Build failed with elixir bumblebee

gonglexin · October 7, 2023, 5:49am

I’m trying to build a phoenix app which use bumblebee, and I can’t successfully build a image since I want to cache the ai model from huggingface. just like Speed up your boot times with this one Dockerfile trick · The Phoenix Files do.

Error message:

 => ERROR [builder 15/18] RUN mix run -e 'MyApp.Application.load_serving()' --no-start                                                                                                              8.0s 
------                                                                                                                                                                                                   
 > [builder 15/18] RUN mix run -e 'MyApp.Application.load_serving()' --no-start:                                                                                                                         
|==============
#0 5.675 [output clipped, log limit 100KiB/s reached]                                                                                                                                                    
|==========================================            |  78% (117.37/151.0
#0 6.084 [output clipped, log limit 100KiB/s reached]                                                                                                                                                    
#0 7.910 ** (exit) exited in: GenServer.call(EXLA.Client, {:client, :host, [platform: :host]}, :infinity)
#0 7.910     ** (EXIT) no process: the process is not alive or there's no process currently associated with the given name, possibly because its application isn't started
#0 7.910     (elixir 1.15.6) lib/gen_server.ex:1063: GenServer.call/3
#0 7.910     (exla 0.6.1) lib/exla/backend.ex:154: EXLA.Backend.client_and_device_id/1
#0 7.910     (exla 0.6.1) lib/exla/backend.ex:44: EXLA.Backend.from_binary/3
#0 7.910     (bumblebee 0.4.2) lib/bumblebee/conversion/pytorch/loader.ex:79: Bumblebee.Conversion.PyTorch.Loader.object_resolver/1
#0 7.910     (unpickler 0.1.0) lib/unpickler.ex:828: Unpickler.resolve_object/2
#0 7.910     (unpickler 0.1.0) lib/unpickler.ex:818: anonymous fn/2 in Unpickler.finalize_stack_items/2
#0 7.910     (elixir 1.15.6) lib/map.ex:957: Map.get_and_update/3
#0 7.910     nofile:1: (file)
------
Error: failed to fetch an image or build from source: error building: failed to solve: executor failed running [/bin/sh -c mix run -e 'MyApp.Application.load_serving()' --no-start]: exit code: 1

Here is my Dockerfile:

ARG ELIXIR_VERSION=1.15.6
ARG OTP_VERSION=26.1.1
ARG DEBIAN_VERSION=bullseye-20230612-slim

ARG BUILDER_IMAGE="hexpm/elixir:${ELIXIR_VERSION}-erlang-${OTP_VERSION}-debian-${DEBIAN_VERSION}"
ARG RUNNER_IMAGE="debian:${DEBIAN_VERSION}"

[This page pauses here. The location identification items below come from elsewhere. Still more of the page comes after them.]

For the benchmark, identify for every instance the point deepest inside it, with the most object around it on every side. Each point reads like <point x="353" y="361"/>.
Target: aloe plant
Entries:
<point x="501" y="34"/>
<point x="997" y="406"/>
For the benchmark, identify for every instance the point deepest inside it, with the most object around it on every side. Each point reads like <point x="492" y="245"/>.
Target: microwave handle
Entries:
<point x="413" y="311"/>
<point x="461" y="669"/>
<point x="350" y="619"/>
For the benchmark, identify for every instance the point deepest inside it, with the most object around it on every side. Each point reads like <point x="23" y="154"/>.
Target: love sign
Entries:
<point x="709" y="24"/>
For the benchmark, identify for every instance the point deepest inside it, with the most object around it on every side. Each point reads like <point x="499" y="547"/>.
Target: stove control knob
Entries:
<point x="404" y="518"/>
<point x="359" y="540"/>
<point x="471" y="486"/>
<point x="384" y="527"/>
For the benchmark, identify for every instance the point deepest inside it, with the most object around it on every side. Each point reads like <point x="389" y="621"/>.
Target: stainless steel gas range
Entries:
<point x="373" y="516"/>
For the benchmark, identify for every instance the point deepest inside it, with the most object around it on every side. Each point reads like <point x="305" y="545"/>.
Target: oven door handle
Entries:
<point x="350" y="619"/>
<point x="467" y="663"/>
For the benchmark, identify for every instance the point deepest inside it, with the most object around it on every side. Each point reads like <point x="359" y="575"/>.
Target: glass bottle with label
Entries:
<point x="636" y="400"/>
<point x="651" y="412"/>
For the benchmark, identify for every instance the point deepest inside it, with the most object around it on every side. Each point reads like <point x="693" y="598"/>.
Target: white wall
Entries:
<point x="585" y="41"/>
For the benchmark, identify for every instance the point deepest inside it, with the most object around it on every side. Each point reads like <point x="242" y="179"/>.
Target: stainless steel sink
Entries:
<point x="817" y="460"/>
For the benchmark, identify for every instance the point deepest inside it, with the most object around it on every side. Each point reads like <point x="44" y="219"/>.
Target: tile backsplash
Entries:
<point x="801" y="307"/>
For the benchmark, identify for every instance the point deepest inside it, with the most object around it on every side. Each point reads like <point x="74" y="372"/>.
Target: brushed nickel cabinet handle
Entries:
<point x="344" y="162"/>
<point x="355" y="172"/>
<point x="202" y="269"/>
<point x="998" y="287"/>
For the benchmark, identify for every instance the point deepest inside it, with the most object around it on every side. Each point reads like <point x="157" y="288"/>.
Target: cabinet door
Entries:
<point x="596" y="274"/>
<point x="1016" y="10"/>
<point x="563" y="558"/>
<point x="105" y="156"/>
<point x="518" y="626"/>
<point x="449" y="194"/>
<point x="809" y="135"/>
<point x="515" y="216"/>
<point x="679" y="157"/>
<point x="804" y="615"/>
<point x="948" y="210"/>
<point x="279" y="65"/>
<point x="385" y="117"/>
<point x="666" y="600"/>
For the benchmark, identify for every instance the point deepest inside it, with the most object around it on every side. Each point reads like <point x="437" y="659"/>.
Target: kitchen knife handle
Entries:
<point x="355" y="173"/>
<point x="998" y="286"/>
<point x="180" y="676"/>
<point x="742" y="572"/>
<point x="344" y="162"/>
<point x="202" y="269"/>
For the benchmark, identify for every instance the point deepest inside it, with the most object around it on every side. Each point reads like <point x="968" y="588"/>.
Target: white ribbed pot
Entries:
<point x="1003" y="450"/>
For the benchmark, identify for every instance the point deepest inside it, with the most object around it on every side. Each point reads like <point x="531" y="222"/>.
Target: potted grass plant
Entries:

FROM ${BUILDER_IMAGE} as builder

# install build dependencies
RUN apt-get update -y && apt-get install -y build-essential git curl \
    && apt-get clean && rm -f /var/lib/apt/lists/*_*

# prepare build dir
WORKDIR /app

# install hex + rebar
RUN mix local.hex --force && \
    mix local.rebar --force

# set build ENV
ENV MIX_ENV="prod"
ENV BUMBLEBEE_CACHE_DIR=/app/.bumblebee

# install mix dependencies
COPY mix.exs mix.lock ./
RUN mix deps.get --only $MIX_ENV
RUN mkdir config

# copy compile-time config files before we compile dependencies
# to ensure any relevant config change will trigger the dependencies
# to be re-compiled.
COPY config/config.exs config/${MIX_ENV}.exs config/
RUN mix deps.compile

COPY priv priv

COPY lib lib

COPY assets assets

# compile assets
RUN mix assets.deploy

# Compile the release
RUN mix compile
# NEW HERE
# Download the HuggingFace models to cache them
RUN mix run -e 'MyApp.Application.load_serving()' --no-start

# Changes to config/runtime.exs don't require recompiling the code
COPY config/runtime.exs config/

COPY rel rel
RUN mix release

# start a new build stage so that the final image will only contain
# the compiled release and other runtime necessities
FROM ${RUNNER_IMAGE}

RUN apt-get update -y && apt-get install -y libstdc++6 openssl libncurses5 locales curl ffmpeg wget \
  && apt-get clean && rm -f /var/lib/apt/lists/*_*

# Set the locale
RUN sed -i '/en_US.UTF-8/s/^# //g' /etc/locale.gen && locale-gen

ENV LANG en_US.UTF-8
ENV LANGUAGE en_US:en
ENV LC_ALL en_US.UTF-8

WORKDIR "/app"
RUN chown nobody /app

# set runner ENV
ENV MIX_ENV="prod"

# Only copy the final release from the build stage
COPY --from=builder --chown=nobody:root /app/_build/${MIX_ENV}/rel/myapp ./
COPY --from=builder --chown=nobody:root /app/.bumblebee/ ./.bumblebee

USER nobody

# NEW HERE
ENV BUMBLEBEE_CACHE_DIR=/app/.bumblebee
ENV BUMBLEBEE_OFFLINE=true

CMD ["/app/bin/server"]

Does anybody have a clue on how to fix this?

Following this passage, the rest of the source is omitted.